State governments are clearly looking for ways to more efficiently serve their citizens while keeping their data and the services they rely on secure. Gaining complete visibility and control over every asset on their network is foundational for state CIOs to meet these goals.
With last week’s National Association of State CIOs (NASCIO) Summit a wrap, it’s a great time to revisit the organization’s survey on state CIOs’ top 10 policy and technology priorities for 2017. States have made significant progress working toward these goals this year, but of course, there’s more we can do. To continue this progress, states should look at two strategies that are foundational to meeting nearly every state CIO priority—visibility over every endpoint on their network, and the ability to quickly control those endpoints.
For now, let’s zoom in on three of the top priorities where visibility and control can help: security and risk management, consolidation/optimization, and legacy IT modernization.
- Security and risk management. To be secure, state governments must know what they are securing. To manage their risk, states need to understand their risk. These goals are impossible without knowing every endpoint on their network at all times. Even as networks expand to massive numbers of endpoints, states must still retain this same level of comprehensive visibility. They also need the ability to execute changes across those endpoints at scale. This could mean deploying millions of patches in hours without affecting the server’s bandwidth, or scanning hundreds of thousands of endpoints for indicators of compromise in minutes, and automatically remediating any instances.

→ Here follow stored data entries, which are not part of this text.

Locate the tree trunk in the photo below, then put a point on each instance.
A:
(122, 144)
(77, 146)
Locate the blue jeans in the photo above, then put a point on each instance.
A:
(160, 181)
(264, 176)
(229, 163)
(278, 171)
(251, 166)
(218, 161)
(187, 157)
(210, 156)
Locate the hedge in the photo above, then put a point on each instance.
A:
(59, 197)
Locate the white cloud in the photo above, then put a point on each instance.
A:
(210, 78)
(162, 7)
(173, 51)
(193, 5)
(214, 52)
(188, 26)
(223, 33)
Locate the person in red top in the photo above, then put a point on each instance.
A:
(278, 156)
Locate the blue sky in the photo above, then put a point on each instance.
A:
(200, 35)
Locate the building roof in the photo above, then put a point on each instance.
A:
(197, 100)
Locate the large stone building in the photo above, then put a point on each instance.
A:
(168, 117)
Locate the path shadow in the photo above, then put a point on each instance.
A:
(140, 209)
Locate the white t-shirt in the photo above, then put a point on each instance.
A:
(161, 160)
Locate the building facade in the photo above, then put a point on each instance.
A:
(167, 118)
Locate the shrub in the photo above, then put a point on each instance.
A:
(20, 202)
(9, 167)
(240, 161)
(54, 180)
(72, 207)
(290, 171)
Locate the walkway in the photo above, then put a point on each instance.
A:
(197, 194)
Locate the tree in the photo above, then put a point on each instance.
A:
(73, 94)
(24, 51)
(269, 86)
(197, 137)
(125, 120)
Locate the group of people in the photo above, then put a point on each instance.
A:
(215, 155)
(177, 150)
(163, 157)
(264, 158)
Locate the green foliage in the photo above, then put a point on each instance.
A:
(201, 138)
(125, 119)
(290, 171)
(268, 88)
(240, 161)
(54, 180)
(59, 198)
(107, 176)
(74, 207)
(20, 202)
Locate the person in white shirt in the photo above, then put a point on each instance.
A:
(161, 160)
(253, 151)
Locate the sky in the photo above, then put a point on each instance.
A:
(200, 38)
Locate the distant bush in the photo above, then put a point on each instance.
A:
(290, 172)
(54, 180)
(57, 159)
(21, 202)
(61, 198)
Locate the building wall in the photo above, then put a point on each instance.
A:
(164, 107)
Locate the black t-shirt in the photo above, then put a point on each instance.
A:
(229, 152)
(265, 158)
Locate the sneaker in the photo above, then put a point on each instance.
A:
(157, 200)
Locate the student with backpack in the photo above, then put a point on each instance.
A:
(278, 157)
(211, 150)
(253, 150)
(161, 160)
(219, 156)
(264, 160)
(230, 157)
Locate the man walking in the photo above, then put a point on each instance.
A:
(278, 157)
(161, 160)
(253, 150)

- Consolidation/optimization. Centralizing and consolidating “scattered” information technology, data centers, and services has been a central trend among states—and with good reason. States can save significant money and improve security with a centralized approach. But to effectively consolidate their IT, states need to know what IT they’re starting with. For instance, by knowing how many software licenses they have for a particular product, and how much each license is (or is not) being used, state CIOs can make informed decisions on consolidating those contracts.
- Legacy modernization. Many state governments have found themselves stuck with legacy technologies, many of which are no longer supported or cannot be patched. Fortunately, the tide is starting to change, and states are looking to renovate or replace their legacy platforms and applications. This is a positive step, and critical to improving security and efficiency. But, just as with consolidation, states need an accurate, complete baseline of what technology is on their network before they start making costly decisions on what to upgrade. Having a live inventory and utilization data of every endpoint on a network helps CIOs make significantly more informed and cost-effective IT modernization decisions.
State governments are clearly looking for ways to more efficiently serve their citizens while keeping their data and the services they rely on secure. The priorities they laid out reflect that. Meanwhile, taxpayers want their dollars to be used cost effectively. Gaining complete visibility and control over every asset on their network is foundational for state CIOs to meet both these goals.